I work for a vector database company (Pinecone) and can confirm that most of the...

siva7 · on March 23, 2023

This technique is no secret, it's officially mentioned over OpenAIs whitepapers, docs and code samples on how to use GPT in a real-world workflow.

sjnair96 · on March 23, 2023

Not so secret, and also precisely how Langchain (1) and GPT Index (Llama Index) (2) got so popular. Here's a quick rundown:

0) You can't add new data to current LLMs. Meaning you can't train them on additional data, or fine-tune, leave that more for understanding structure of the language or task.

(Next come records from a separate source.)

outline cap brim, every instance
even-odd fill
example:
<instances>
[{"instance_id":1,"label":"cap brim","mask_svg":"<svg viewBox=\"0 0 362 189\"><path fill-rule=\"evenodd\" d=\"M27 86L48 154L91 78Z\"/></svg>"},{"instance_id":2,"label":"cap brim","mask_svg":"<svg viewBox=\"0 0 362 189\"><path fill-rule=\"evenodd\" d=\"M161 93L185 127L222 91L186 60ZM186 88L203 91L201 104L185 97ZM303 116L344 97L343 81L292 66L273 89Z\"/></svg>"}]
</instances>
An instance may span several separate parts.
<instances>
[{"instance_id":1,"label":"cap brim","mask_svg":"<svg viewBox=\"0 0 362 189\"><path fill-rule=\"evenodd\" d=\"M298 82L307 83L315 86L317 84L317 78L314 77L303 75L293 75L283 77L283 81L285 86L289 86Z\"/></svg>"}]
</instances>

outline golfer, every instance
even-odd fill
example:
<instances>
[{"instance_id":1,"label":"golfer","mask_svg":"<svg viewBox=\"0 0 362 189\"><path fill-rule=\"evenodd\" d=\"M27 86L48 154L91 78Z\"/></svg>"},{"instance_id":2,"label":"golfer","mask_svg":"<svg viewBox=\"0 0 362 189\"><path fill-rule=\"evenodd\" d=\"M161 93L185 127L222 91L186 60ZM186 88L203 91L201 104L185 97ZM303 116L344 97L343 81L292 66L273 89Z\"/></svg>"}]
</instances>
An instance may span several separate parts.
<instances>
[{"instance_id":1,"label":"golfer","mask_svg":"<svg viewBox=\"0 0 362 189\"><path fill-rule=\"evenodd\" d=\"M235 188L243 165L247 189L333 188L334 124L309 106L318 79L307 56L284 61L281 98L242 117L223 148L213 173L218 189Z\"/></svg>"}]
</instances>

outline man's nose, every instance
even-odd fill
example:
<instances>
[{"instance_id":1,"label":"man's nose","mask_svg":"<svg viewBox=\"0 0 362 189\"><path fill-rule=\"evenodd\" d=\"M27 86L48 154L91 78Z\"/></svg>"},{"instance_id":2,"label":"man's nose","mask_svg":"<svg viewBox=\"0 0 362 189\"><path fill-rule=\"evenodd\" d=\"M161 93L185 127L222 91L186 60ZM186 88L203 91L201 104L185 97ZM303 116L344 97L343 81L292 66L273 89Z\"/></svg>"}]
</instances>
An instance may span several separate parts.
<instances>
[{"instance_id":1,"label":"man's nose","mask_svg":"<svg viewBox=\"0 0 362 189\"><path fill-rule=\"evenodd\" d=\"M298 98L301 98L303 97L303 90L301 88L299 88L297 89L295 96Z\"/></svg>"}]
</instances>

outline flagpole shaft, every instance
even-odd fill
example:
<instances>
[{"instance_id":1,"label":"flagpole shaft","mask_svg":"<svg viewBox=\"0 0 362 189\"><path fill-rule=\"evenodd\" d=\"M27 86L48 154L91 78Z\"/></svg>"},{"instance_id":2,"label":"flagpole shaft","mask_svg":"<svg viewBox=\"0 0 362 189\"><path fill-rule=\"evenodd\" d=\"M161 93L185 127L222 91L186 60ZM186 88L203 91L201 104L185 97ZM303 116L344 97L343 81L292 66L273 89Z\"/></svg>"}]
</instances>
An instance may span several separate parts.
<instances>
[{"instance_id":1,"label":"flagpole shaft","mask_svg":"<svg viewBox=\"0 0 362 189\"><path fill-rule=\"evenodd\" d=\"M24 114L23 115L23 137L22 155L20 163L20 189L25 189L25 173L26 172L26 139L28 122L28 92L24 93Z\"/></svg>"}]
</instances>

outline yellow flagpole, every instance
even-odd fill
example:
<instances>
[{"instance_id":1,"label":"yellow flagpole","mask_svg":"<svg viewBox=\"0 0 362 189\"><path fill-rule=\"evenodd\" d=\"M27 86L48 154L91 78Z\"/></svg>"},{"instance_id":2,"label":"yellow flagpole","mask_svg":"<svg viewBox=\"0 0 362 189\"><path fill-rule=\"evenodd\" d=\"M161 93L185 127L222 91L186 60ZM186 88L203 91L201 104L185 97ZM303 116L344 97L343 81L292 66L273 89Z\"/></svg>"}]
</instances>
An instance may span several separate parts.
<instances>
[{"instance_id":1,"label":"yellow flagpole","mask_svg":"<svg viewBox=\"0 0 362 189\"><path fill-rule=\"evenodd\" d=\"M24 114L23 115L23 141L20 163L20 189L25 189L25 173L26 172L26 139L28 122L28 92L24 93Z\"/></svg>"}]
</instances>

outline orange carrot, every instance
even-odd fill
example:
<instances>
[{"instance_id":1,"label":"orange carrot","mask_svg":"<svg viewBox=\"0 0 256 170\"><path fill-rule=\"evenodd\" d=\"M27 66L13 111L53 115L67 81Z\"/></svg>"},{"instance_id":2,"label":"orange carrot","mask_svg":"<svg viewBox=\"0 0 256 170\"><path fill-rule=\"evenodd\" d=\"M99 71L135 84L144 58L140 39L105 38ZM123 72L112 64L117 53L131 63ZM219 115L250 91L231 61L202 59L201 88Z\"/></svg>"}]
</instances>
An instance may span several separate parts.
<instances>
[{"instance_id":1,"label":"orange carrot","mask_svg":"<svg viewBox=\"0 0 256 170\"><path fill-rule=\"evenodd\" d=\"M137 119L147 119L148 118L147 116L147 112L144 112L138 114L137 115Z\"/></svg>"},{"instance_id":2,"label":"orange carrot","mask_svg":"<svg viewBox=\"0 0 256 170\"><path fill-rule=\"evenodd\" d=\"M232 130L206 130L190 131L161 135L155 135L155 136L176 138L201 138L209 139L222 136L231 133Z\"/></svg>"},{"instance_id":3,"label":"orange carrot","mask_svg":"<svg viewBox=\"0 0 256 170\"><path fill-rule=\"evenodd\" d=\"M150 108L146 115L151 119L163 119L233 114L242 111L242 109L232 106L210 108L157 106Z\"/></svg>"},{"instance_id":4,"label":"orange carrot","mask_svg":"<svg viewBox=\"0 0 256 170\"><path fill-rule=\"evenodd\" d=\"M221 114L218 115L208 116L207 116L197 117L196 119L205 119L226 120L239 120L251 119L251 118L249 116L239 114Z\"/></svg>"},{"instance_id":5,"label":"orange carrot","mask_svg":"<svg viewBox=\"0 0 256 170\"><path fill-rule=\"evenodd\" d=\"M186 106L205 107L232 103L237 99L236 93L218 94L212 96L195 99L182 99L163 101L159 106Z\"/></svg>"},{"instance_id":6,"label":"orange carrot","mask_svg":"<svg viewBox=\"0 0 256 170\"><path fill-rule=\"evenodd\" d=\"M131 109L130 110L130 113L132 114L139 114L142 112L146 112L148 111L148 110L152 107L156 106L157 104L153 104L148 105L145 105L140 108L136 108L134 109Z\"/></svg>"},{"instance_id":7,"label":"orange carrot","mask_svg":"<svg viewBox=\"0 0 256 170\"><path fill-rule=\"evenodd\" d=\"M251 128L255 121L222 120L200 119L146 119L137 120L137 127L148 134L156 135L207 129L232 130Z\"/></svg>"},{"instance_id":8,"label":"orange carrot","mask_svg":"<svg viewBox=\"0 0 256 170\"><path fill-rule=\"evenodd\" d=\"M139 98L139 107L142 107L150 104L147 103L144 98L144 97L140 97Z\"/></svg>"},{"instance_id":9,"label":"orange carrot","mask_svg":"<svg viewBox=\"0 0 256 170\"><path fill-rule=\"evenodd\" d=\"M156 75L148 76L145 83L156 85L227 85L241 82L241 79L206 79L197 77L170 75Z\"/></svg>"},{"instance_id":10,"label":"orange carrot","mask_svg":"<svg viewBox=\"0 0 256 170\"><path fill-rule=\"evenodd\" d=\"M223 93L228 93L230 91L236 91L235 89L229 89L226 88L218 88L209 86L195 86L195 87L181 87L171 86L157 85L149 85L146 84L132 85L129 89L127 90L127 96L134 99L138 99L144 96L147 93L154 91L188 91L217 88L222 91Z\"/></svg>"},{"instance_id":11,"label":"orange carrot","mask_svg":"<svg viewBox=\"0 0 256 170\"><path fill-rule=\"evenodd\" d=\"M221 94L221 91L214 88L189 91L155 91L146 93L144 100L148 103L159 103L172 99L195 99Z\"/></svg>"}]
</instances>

1) To add external corpus of data into LLMs, you need to fit it into the prompt.

2) Some documents/corpus are too huge to fit into prompts. Token limits.

3) You can obtain relevant chunks of context by creating an embedding of the query and finding the top k most similar chunk embeddings.

4) Stuff as many top k chunks as you can into the prompt and run the query

Now, here's where it gets crazier.

1) Imagine you have an LLM with a token limit of 8k tokens.

2) Split the original document or corpus into 4k token chunks.

3) Imagine that the leaf nodes of a "chunk tree" are set to these 4k chunks.

4) You run your query by summarizing these nodes, pair-wise (two at a time), to generate the parent nodes of the leaf nodes. You now have a layer above the leaf nodes.

5) Repeat until you reach a single root node. That node is the result of tree-summarizing your document using LLMs.

This way has many more calls to the LLM and has certain tradeoffs or advantages, and is essentially what Llama Index's essence is about. The first way allows you to just run embeddings once and make fewer calls to the LLM.

[1] https://langchain.readthedocs.io/en/latest/ [2] https://gpt-index.readthedocs.io/en/latest/guides/index_guid...

misiti3780 · on March 23, 2023

can you provide a link to these docs/code samples ?

gk1 · on March 23, 2023

https://github.com/openai/openai-cookbook/blob/main/examples...

https://github.com/pinecone-io/examples/blob/master/generati...

https://www.pinecone.io/learn/openai-gen-qa/

https://www.youtube.com/watch?v=tBJ-CTKG2dM&t=787s&ab_channe...

There are more out there but hopefully this gets you started.

misiti3780 · on March 23, 2023

thank you

meghan_rain · on March 23, 2023

How do I calculate the embedding if I have let's say the llama7b weights in huggingface shape?

I cannot use third party apis like openai for obvious reasons.

lolol0lol0l · on March 23, 2023

You're replying to a VP of Marketing, not sure what you're expecting here. This subthread is just an ad for Pinecone if you didn't already realize that.

a5huynh · on March 23, 2023

You can calculate them yourself as well! huggingface has a great article on this: https://huggingface.co/blog/getting-started-with-embeddings

tl;dr, use: https://huggingface.co/sentence-transformers/all-MiniLM-L6-v...

meghan_rain · on March 24, 2023

Thanks, but I already worked with thus model and it was not good at all for my domain. Therefore, I wanted to finetrain llama for my domain and then use llama for embeddings. Should I finetune this model then?

saurik · on March 23, 2023

(I want to focus more attention on that "tl;dr", which I will arguing is carrying a lot of load in that response: the high-level answer to how one does this using the llama weights is "you don't, as that isn't the right kind of model; you need to use a different model, of which there are many".)

thejackgoode · on March 23, 2023

so based on this logic, do Google and Facebook have the biggest potential competitive advantage?

gk1 · on March 23, 2023

I'd say Microsoft. And they've been demonstrating that quite well.

thejackgoode · on March 23, 2023

I agree they seem the most active of big tech so far, but in terms of “data moat” competition they are supposed to be behind, as this is not the foundation of their business.

sebzim4500 · on March 23, 2023

What do you mean by "data moat"? I would imagine that the Bing index is not much smaller than the Google index, if that's what you mean.

alach11 · on March 23, 2023

I believe in this context "data moat" refers to data they have that other companies can't access. Microsoft has huge amounts of email and other data in Office365. And this has a clear path to monetization since they already have paying customers for Office.

Other moats IMO are Google's with Android and Chrome. And MS possibly with Windows?

kristofferR · on March 23, 2023

Not to mention Github for code.

fomine3 · on March 24, 2023

SharePoint!

gk1 · on March 23, 2023

I think it's a combination of data, LLM quality, embedding search quality, and creativity.